Le había costado lo suyo, pero ya se sabe, al que algo quiere, algo le cuesta. Y él lo sabía bien, para su desgracia; el camino del mago era también el de la soledad y el sufrimiento. Pero tras muchos intentos, había conseguido insuflar parte de su propia magia a un pajarillo mecánico en el que llevaba trabajando semanas. Y ahora su preciosa creación le guiaba a una pequeña isla que podría poner fin a su desesperación, que podría desterrar de una vez por todas la horrible sensación de que todo por lo que había luchado, de que el enorme sacrificio que había significado su tortuosa vida, había sido en vano.
Las olas batían con fuerza contra el casco del velero, y Estíncalot agarraba firmemente el timón, anticipándose con determinación a las olas.
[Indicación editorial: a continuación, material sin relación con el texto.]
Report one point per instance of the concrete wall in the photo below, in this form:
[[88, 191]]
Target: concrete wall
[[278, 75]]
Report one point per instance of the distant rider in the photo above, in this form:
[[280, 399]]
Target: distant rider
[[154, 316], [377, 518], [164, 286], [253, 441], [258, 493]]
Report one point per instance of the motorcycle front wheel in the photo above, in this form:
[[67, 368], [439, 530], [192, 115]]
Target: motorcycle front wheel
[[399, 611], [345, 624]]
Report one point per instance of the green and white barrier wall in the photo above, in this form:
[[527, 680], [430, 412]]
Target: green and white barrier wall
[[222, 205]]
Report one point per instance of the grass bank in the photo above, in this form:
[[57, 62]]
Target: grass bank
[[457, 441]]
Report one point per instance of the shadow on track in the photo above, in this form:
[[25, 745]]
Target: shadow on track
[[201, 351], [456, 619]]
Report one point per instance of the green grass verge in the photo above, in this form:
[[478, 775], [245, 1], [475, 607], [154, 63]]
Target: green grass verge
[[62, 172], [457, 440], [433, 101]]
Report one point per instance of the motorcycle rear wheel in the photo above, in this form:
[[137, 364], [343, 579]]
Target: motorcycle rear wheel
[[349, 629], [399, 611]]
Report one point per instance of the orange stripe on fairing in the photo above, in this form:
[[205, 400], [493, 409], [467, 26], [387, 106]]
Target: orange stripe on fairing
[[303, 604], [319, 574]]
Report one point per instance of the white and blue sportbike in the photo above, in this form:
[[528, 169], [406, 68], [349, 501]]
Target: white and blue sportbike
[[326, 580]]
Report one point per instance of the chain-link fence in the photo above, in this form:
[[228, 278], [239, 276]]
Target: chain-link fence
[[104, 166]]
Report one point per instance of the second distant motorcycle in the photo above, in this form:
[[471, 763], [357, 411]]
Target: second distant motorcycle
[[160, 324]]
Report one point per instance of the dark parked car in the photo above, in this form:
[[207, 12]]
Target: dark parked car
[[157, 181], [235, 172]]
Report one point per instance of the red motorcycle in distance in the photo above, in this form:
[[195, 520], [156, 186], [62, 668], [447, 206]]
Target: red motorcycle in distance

Orzar, arribar, orzar, arribar. Estaba tan absorto en la navegación que casi ignora la llegada de su pajarillo mecánico, a pesar de que se aproximaba por proa y a media altura. Aún estaba lejos, y había algo raro en cómo se acercaba hacia él. Se detenía a cada poco. Volaba hacia lo alto y luego caía en picado, deteniéndose de nuevo a media altura. Se acerba un poco más, y otra vez se detenía: arriba, arriba, picado. "¿Qué tratas de decirme, Pajarillo?". Lo comprendió casi al mismo tiempo que la divisó en el horizonte, por encima de las siguientes docenas de olas. Era un muro de agua. Una ola vagabunda. Una ola monstruo. Le vinieron a la mente las imágenes de los vetustos libros que estudió con detenimiento antes de echarse a la mar por primera vez. Habiendo crecido en Centrimundi, a leguas de cualquier costa, le maravillaban las leyendas de marinos, y se preguntaba qué había de verdad y qué de mito en todas ellas. Cuando era un crío se tomaba los relatos a pie juntillas, pero al crecer fue pasando, poco a poco y sin darse cuenta, de creer en ellos, a querer creer en ellos. Quizá por eso aceptó con fascinada resignación el final de su viaje. O quizás porque sabía que no le quedaba ni un solo triasco en la reserva. Había gastado hasta sus últimas energías en invocar un elemental de agua que le ayudara a sofocar un incendio en su camarote el día anterior. Cuando vio que al elemental le faltaba un brazo, supo que su saldo mágico estaba a cero. Y desde entonces no había encontrado un solo ser vivo al que atufar para poder llenar el depósito. Así que no le quedaba otra que afrontar la muerte con entereza. "Tragado por una ola gigante. Después de cómo acabé con el resto del mundo, resulta irónico que vaya a morir de una forma tan épica. Soy un mago afortunado".
Dicen que nadie puede recordar nada de sus primeros años de vida. No digamos ya de los instantes posteriores al nacimiento. Por eso cualquiera podría pensar que este primer recuerdo que veo frente a mis ojos, mientras me hundo sin remedio, no es más que el fruto de lo que me repitió mi madre hasta la saciedad, hasta que al fin consiguió deshacerse de mí. "La cara de tu padre se puso azul. ¡Azul! No ese azulado enfermizo de la gente que pasa cerca de ti y aguanta la respiración. Azul como el cielo, hijo, azul como el mismísimo cielo". Pero no es mi caso, el rostro agonizante de mi padre no se trata de un recuerdo inducido. Mi naturaleza singular incluye la capacidad de recordar más atrás en el tiempo que el resto de las personas. Los expertos no se ponen, perdón, no se ponían de acuerdo, en si es un efecto secundario relacionado con mi anosmia o si tiene alguna otra explicación evolutiva. Ciertamente, el hecho de no poder percibir olores me ha venido más que bien para sobrevivir a mí mismo, cosa que no puedo decir de mis más lejanos recuerdos.